On each layer, both GPT-3.5 and GPT-4 were able to process about 110 records per minute, and the total time required for screening the first and second studies was approximately 1 hour and 2 hours, respectively. In the first study, the sensitivities/specificities of the GPT-3.5 and GPT-4 were 0.900/0.709 and 0.806/0.996, respectively. Both screenings by GPT-3.5 and GPT-4 judged all 6 records used for the meta-analysis as included. In the second study, the sensitivities/specificities of the GPT-3.5 and GPT-4 were 0.958/0.116 and 0.875/0.855, respectively. The sensitivities for the relevant records align with those of human evaluators: 0.867-1.000 for the first study and 0.776-0.979 for the second study. Both screenings by GPT-3.5 and GPT-4 judged all 9 records used for the meta-analysis as included. After accounting for justifiably excluded records by GPT-4, the sensitivities/specificities of the GPT-4 screening were 0.962/0.996 in the first study and 0.943/0.855 in the second study. Further investigation indicated that the cases incorrectly excluded by GPT-3.5 were due to a lack of domain knowledge, while the cases incorrectly excluded by GPT-4 were due to misinterpretations of the inclusion criteria.

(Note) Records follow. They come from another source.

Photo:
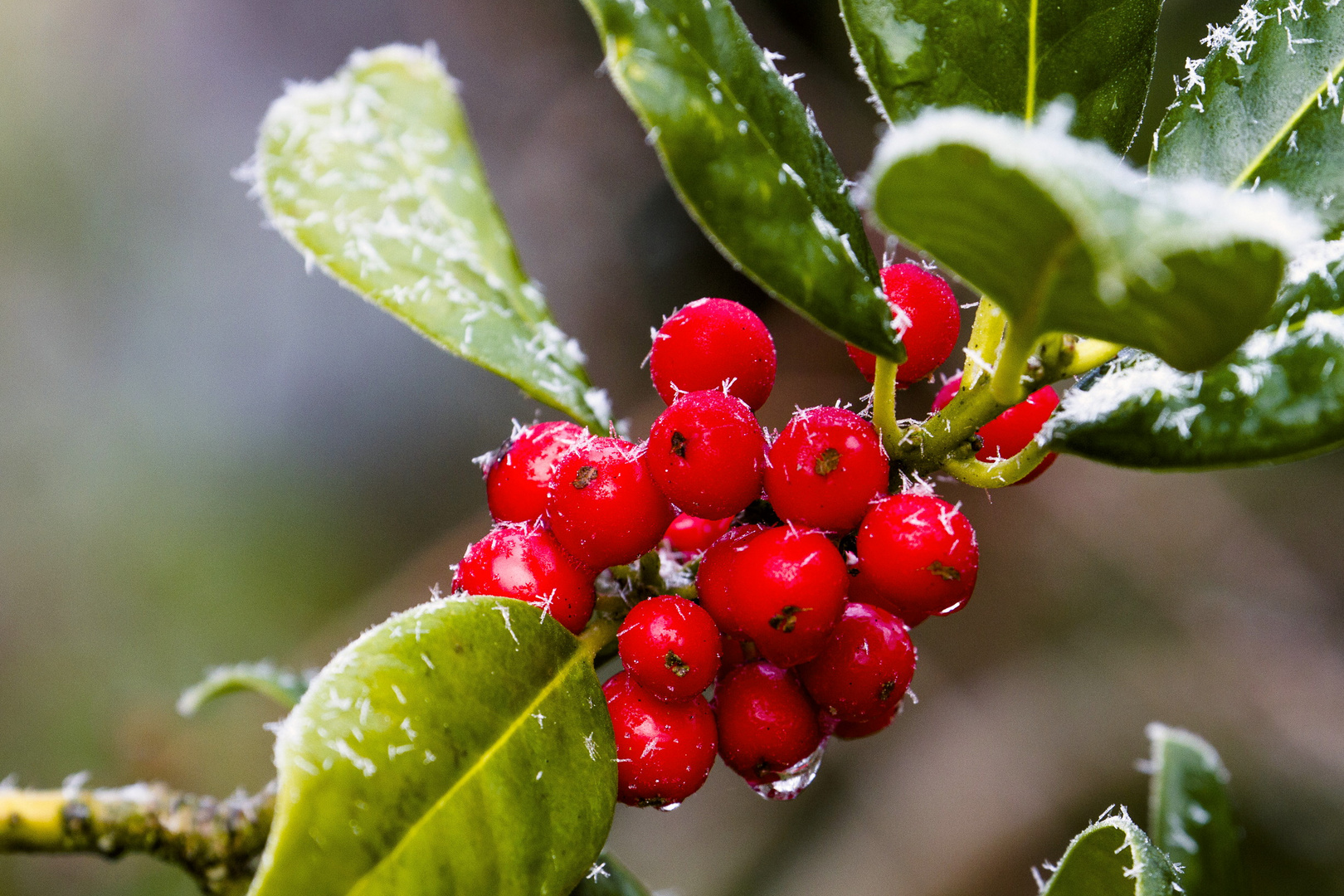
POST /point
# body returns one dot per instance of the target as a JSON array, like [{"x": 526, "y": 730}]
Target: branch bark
[{"x": 217, "y": 841}]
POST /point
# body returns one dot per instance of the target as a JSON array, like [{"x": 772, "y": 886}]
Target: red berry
[
  {"x": 734, "y": 653},
  {"x": 786, "y": 590},
  {"x": 519, "y": 473},
  {"x": 526, "y": 562},
  {"x": 707, "y": 455},
  {"x": 866, "y": 666},
  {"x": 693, "y": 535},
  {"x": 714, "y": 578},
  {"x": 671, "y": 646},
  {"x": 767, "y": 722},
  {"x": 1012, "y": 430},
  {"x": 605, "y": 507},
  {"x": 825, "y": 468},
  {"x": 919, "y": 557},
  {"x": 934, "y": 323},
  {"x": 855, "y": 730},
  {"x": 710, "y": 343},
  {"x": 663, "y": 750}
]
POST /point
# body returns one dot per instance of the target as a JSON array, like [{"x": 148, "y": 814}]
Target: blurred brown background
[{"x": 207, "y": 455}]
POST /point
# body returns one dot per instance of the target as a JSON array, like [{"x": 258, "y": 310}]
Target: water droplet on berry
[{"x": 793, "y": 779}]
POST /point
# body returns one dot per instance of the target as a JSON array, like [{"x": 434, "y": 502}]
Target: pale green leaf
[
  {"x": 461, "y": 747},
  {"x": 1068, "y": 240},
  {"x": 373, "y": 175},
  {"x": 746, "y": 158},
  {"x": 1112, "y": 857},
  {"x": 1011, "y": 58},
  {"x": 1188, "y": 813}
]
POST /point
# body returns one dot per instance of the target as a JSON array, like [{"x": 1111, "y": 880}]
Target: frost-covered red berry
[
  {"x": 709, "y": 343},
  {"x": 693, "y": 535},
  {"x": 786, "y": 590},
  {"x": 917, "y": 557},
  {"x": 526, "y": 562},
  {"x": 863, "y": 670},
  {"x": 707, "y": 455},
  {"x": 671, "y": 646},
  {"x": 604, "y": 505},
  {"x": 1012, "y": 430},
  {"x": 767, "y": 722},
  {"x": 824, "y": 469},
  {"x": 519, "y": 473},
  {"x": 934, "y": 317},
  {"x": 663, "y": 750},
  {"x": 714, "y": 578}
]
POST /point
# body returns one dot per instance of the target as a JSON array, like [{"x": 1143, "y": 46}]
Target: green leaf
[
  {"x": 281, "y": 685},
  {"x": 1264, "y": 106},
  {"x": 1188, "y": 813},
  {"x": 460, "y": 747},
  {"x": 1012, "y": 58},
  {"x": 1112, "y": 857},
  {"x": 609, "y": 878},
  {"x": 1068, "y": 240},
  {"x": 374, "y": 178},
  {"x": 1278, "y": 398},
  {"x": 746, "y": 158}
]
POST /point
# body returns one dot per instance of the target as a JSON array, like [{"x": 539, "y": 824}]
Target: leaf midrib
[
  {"x": 562, "y": 674},
  {"x": 1289, "y": 127}
]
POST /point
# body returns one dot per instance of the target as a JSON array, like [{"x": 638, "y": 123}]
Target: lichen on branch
[{"x": 217, "y": 841}]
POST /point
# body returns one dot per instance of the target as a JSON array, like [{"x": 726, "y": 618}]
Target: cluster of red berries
[{"x": 808, "y": 572}]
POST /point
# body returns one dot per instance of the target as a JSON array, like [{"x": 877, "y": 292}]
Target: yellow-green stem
[
  {"x": 999, "y": 473},
  {"x": 1090, "y": 353},
  {"x": 884, "y": 405}
]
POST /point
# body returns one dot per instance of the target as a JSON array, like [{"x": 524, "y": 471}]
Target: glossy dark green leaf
[
  {"x": 1064, "y": 238},
  {"x": 281, "y": 685},
  {"x": 1012, "y": 58},
  {"x": 1190, "y": 817},
  {"x": 374, "y": 178},
  {"x": 460, "y": 747},
  {"x": 1112, "y": 857},
  {"x": 746, "y": 158},
  {"x": 1264, "y": 106},
  {"x": 609, "y": 878},
  {"x": 1278, "y": 398}
]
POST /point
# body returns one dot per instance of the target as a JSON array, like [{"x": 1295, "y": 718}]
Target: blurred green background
[{"x": 207, "y": 455}]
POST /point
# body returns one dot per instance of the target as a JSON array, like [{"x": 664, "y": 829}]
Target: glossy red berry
[
  {"x": 767, "y": 722},
  {"x": 526, "y": 562},
  {"x": 917, "y": 557},
  {"x": 1012, "y": 430},
  {"x": 693, "y": 535},
  {"x": 786, "y": 590},
  {"x": 864, "y": 668},
  {"x": 934, "y": 321},
  {"x": 707, "y": 455},
  {"x": 714, "y": 578},
  {"x": 856, "y": 730},
  {"x": 663, "y": 750},
  {"x": 604, "y": 505},
  {"x": 824, "y": 469},
  {"x": 519, "y": 473},
  {"x": 671, "y": 646},
  {"x": 710, "y": 343}
]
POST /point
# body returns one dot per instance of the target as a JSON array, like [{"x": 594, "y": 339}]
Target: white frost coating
[
  {"x": 1155, "y": 218},
  {"x": 1146, "y": 381},
  {"x": 394, "y": 206}
]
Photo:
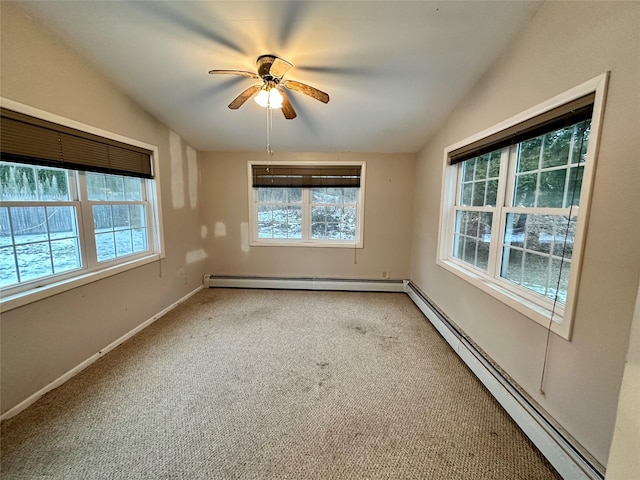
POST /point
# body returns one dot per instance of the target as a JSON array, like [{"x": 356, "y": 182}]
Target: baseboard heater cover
[
  {"x": 567, "y": 457},
  {"x": 305, "y": 283}
]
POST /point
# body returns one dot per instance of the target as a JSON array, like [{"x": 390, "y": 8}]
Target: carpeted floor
[{"x": 262, "y": 384}]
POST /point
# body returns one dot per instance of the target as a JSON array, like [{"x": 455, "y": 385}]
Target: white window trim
[
  {"x": 84, "y": 277},
  {"x": 534, "y": 307},
  {"x": 254, "y": 241}
]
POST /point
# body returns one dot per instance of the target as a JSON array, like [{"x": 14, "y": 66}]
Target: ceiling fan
[{"x": 271, "y": 70}]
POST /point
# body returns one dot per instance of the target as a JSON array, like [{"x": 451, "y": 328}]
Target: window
[
  {"x": 515, "y": 206},
  {"x": 312, "y": 205},
  {"x": 62, "y": 225}
]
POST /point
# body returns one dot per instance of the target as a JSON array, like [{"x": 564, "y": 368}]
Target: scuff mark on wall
[
  {"x": 244, "y": 237},
  {"x": 177, "y": 170},
  {"x": 192, "y": 172},
  {"x": 195, "y": 256},
  {"x": 220, "y": 230}
]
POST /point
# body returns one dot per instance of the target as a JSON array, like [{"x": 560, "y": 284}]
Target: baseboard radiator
[{"x": 564, "y": 453}]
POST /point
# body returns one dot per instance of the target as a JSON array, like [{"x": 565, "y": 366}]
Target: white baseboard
[
  {"x": 305, "y": 283},
  {"x": 565, "y": 456},
  {"x": 78, "y": 368}
]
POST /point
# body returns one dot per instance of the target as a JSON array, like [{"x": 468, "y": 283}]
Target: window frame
[
  {"x": 534, "y": 306},
  {"x": 306, "y": 240},
  {"x": 38, "y": 289}
]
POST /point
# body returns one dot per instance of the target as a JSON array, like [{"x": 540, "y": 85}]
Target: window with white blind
[
  {"x": 306, "y": 204},
  {"x": 76, "y": 207},
  {"x": 515, "y": 205}
]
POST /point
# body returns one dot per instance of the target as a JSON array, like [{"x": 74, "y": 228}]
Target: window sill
[
  {"x": 303, "y": 243},
  {"x": 538, "y": 312},
  {"x": 12, "y": 301}
]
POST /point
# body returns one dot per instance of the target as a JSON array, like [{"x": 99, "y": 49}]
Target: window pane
[
  {"x": 29, "y": 224},
  {"x": 494, "y": 164},
  {"x": 18, "y": 183},
  {"x": 327, "y": 195},
  {"x": 66, "y": 255},
  {"x": 525, "y": 190},
  {"x": 62, "y": 222},
  {"x": 53, "y": 184},
  {"x": 318, "y": 214},
  {"x": 318, "y": 231},
  {"x": 535, "y": 274},
  {"x": 271, "y": 195},
  {"x": 139, "y": 236},
  {"x": 5, "y": 228},
  {"x": 137, "y": 216},
  {"x": 515, "y": 230},
  {"x": 551, "y": 188},
  {"x": 473, "y": 233},
  {"x": 34, "y": 261},
  {"x": 579, "y": 153},
  {"x": 565, "y": 229},
  {"x": 468, "y": 168},
  {"x": 482, "y": 164},
  {"x": 469, "y": 254},
  {"x": 540, "y": 233},
  {"x": 8, "y": 271},
  {"x": 124, "y": 243},
  {"x": 559, "y": 270},
  {"x": 467, "y": 194},
  {"x": 132, "y": 188},
  {"x": 479, "y": 191},
  {"x": 96, "y": 186},
  {"x": 294, "y": 221},
  {"x": 492, "y": 193},
  {"x": 575, "y": 186},
  {"x": 556, "y": 147},
  {"x": 529, "y": 155},
  {"x": 115, "y": 187},
  {"x": 482, "y": 260},
  {"x": 512, "y": 265},
  {"x": 120, "y": 216},
  {"x": 294, "y": 195},
  {"x": 102, "y": 218},
  {"x": 350, "y": 195},
  {"x": 105, "y": 246}
]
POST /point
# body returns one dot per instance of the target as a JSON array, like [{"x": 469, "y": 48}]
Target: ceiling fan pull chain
[{"x": 269, "y": 123}]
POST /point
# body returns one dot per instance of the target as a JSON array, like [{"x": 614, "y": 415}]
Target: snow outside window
[
  {"x": 307, "y": 216},
  {"x": 513, "y": 218}
]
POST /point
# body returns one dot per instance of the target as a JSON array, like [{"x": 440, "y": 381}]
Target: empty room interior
[{"x": 459, "y": 177}]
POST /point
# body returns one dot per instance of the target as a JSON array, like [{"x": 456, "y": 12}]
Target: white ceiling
[{"x": 393, "y": 69}]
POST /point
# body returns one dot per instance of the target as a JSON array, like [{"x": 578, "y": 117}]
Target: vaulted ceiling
[{"x": 393, "y": 69}]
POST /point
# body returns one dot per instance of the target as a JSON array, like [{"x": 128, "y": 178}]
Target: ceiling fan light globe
[
  {"x": 275, "y": 98},
  {"x": 262, "y": 98}
]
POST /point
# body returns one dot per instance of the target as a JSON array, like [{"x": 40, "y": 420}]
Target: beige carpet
[{"x": 262, "y": 384}]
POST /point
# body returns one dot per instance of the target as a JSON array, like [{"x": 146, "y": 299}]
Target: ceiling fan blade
[
  {"x": 244, "y": 96},
  {"x": 235, "y": 72},
  {"x": 287, "y": 109},
  {"x": 307, "y": 90},
  {"x": 279, "y": 67}
]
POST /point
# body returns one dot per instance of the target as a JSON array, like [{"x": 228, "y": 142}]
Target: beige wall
[
  {"x": 46, "y": 339},
  {"x": 566, "y": 44},
  {"x": 387, "y": 221}
]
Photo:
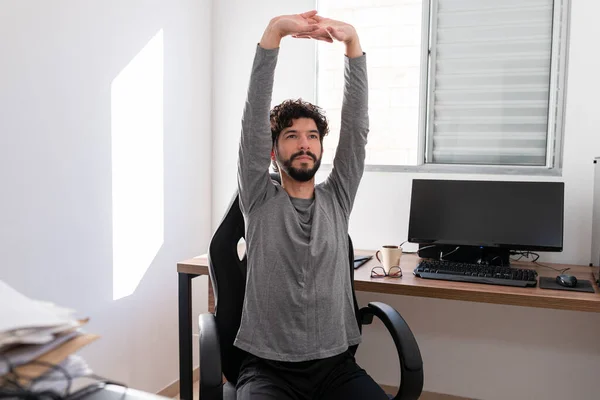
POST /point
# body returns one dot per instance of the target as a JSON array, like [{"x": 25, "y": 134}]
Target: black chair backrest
[{"x": 228, "y": 276}]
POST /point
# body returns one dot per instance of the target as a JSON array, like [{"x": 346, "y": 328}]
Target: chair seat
[{"x": 229, "y": 391}]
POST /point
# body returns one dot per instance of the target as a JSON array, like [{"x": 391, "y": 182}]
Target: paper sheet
[{"x": 20, "y": 312}]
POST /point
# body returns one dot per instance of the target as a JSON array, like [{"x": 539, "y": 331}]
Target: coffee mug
[{"x": 390, "y": 256}]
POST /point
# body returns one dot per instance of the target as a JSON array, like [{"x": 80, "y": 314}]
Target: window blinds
[{"x": 489, "y": 82}]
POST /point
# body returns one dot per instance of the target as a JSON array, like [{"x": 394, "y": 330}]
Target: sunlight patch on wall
[{"x": 137, "y": 166}]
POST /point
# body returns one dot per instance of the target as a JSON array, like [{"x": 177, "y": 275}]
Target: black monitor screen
[{"x": 514, "y": 215}]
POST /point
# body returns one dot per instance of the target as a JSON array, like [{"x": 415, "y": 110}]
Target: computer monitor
[{"x": 481, "y": 221}]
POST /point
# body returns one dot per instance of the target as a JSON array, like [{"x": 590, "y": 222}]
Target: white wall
[
  {"x": 58, "y": 60},
  {"x": 478, "y": 350}
]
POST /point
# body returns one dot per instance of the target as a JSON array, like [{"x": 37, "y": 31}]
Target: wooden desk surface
[{"x": 411, "y": 285}]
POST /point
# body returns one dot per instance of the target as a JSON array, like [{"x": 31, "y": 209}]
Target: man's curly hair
[{"x": 284, "y": 114}]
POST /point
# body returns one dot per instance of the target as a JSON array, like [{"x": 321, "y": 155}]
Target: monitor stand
[{"x": 466, "y": 254}]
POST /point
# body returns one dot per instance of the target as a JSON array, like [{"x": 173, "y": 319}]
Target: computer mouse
[{"x": 566, "y": 280}]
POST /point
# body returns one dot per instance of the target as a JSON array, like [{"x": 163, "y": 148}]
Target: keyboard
[{"x": 478, "y": 273}]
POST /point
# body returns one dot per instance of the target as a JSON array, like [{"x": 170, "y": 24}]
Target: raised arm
[
  {"x": 349, "y": 161},
  {"x": 254, "y": 183}
]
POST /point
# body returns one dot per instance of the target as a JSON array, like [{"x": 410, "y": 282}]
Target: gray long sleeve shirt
[{"x": 298, "y": 304}]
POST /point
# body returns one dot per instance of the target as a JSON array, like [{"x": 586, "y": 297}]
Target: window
[{"x": 454, "y": 84}]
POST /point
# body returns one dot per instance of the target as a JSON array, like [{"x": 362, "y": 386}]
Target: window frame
[{"x": 557, "y": 103}]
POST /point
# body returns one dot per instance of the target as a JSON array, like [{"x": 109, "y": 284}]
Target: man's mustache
[{"x": 303, "y": 153}]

Our 3-layer screening method with GPT-4 demonstrated acceptable level of sensitivity and specificity that supports its practical application in systematic review screenings. Future research should aim to generalize this approach and explore its effectiveness in diverse settings, both medical and nonmedical, to fully establish its use and operational feasibility.
系统评价的筛选过程需要耗费大量资源。尽管之前的机器学习解决方案已经报告了工作量的减少,但它们有排除相关文献的风险。
我们评估了使用 GPT-3.5 和 GPT-4 的 3 层筛选方法在系统评价标题和摘要筛选过程中的性能。我们的目标是开发一种最大限度提高识别相关记录灵敏度的筛选方法。
我们对我们之前的两项关于双相情感障碍治疗的系统评价进行了筛选,第一项研究有 1381 条记录,第二项研究有 3146 条记录。使用 GPT-3.5(gpt-3.5-turbo-0125)和 GPT-4(gpt-4-0125-preview)进行了 3 层筛选:(1)研究设计,(2)目标患者,和(3)干预和对照。对每一项研究进行了定制的 3 层筛选提示。在此过程中,使用基于 GPT-4 的流程进行了根据每项研究的纳入标准进行的信息提取和优化,无需手动调整。对每个层的记录进行评估,在所有层都符合纳入标准的记录随后被判断为纳入。
在每个层,GPT-3.5 和 GPT-4 都能够每分钟处理约 110 条记录,分别对第一和第二项研究进行筛选的总时间约为 1 小时和 2 小时。在第一项研究中,GPT-3.5 和 GPT-4 的灵敏度/特异性分别为 0.900/0.709 和 0.806/0.996。GPT-3.5 和 GPT-4 的两次筛选都判断用于荟萃分析的所有 6 条记录均为纳入。在第二项研究中,GPT-3.5 和 GPT-4 的灵敏度/特异性分别为 0.958/0.116 和 0.875/0.855。GPT-3.5 和 GPT-4 的灵敏度与人类评估者的灵敏度一致:第一项研究为 0.867-1.000,第二项研究为 0.776-0.979。GPT-3.5 和 GPT-4 的两次筛选都判断用于荟萃分析的所有 9 条记录均为纳入。在考虑了 GPT-4 合理排除的记录后,GPT-4 筛选的灵敏度/特异性分别为第一项研究中的 0.962/0.996 和第二项研究中的 0.943/0.855。进一步的调查表明,GPT-3.5 错误排除的病例是由于缺乏领域知识,而 GPT-4 错误排除的病例是由于对纳入标准的误解。
我们的 GPT-4 3 层筛选方法具有可接受的灵敏度和特异性,支持其在系统评价筛选中的实际应用。未来的研究应旨在推广这种方法,并探索其在医学和非医学领域的有效性,以充分建立其使用和操作可行性。